In 1933, Ralph Wiley, a lab worker at Dow chemical discovered the plastic wrap by accident when he was cleaning lab equipment and found a film inside one vial was not coming off. Wiley took the film to his supervisor, John Reilly, who had it analyzed. The film was identified as polyvinylidene chloride (PVDC), a new plastic that had never been seen before. This substance was clingy, resisted chemicals, and was impervious to air and water.
Dow researchers made the substance into a greasy, dark green film. It was initially developed into a spray that was used on US fighter planes and, later, automobile upholstery, to protect them from the elements.

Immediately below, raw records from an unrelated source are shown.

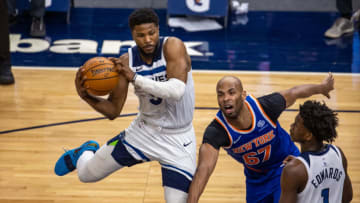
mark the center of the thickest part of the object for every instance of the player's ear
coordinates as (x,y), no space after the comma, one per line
(243,95)
(308,136)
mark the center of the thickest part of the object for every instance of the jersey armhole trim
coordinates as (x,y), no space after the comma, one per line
(228,133)
(263,112)
(304,162)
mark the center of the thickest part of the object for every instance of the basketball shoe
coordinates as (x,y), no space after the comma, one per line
(341,26)
(67,162)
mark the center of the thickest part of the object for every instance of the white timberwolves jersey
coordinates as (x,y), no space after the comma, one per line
(165,113)
(326,176)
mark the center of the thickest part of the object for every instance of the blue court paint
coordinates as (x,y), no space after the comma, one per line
(269,41)
(127,115)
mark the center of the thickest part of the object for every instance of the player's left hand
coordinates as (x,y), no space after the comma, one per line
(327,85)
(122,66)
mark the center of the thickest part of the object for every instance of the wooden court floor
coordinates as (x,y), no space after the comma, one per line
(42,113)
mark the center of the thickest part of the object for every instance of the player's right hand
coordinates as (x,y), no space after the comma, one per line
(80,83)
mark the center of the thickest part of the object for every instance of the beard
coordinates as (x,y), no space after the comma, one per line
(149,55)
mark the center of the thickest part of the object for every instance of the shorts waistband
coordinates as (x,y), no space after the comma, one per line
(178,130)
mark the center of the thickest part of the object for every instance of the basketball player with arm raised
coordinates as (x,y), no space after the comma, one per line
(319,174)
(160,70)
(248,130)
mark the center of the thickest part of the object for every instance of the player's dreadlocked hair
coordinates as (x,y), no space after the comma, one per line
(320,120)
(141,16)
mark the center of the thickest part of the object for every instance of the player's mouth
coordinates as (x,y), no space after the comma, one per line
(149,48)
(228,108)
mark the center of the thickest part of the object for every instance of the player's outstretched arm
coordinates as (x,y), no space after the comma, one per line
(208,157)
(110,107)
(347,190)
(304,91)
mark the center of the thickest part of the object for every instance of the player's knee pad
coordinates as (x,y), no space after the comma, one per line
(92,168)
(173,195)
(176,178)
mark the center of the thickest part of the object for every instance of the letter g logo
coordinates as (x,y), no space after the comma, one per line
(198,5)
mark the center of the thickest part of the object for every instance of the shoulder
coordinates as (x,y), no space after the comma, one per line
(173,43)
(124,57)
(343,157)
(295,169)
(215,126)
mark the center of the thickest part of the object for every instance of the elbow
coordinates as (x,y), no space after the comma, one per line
(112,116)
(178,90)
(178,95)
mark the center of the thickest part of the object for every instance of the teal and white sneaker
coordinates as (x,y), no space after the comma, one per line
(67,162)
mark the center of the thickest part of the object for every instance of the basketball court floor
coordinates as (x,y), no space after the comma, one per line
(269,51)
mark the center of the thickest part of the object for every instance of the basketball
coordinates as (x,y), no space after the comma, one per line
(101,78)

Dow Chemical later named the product Saran and eliminated its green hue and offensive odor. The word Saran was formed from a combination of John Reilly's wife's and daughter's names, Sarah and Ann Reilly.
In 1949, Dow introduced Saran Wrap, a thin, clingy plastic wrap that was sold in rolls and used primarily for wrapping food. Saran's excellent oxygen and moisture barrier properties made it suitable for food packaging applications, particularly for preserving the freshness and extending the shelf life of perishable food. It quickly became popular for wrapping food and other items. Saran Wrap is still used today in homes and businesses around the world.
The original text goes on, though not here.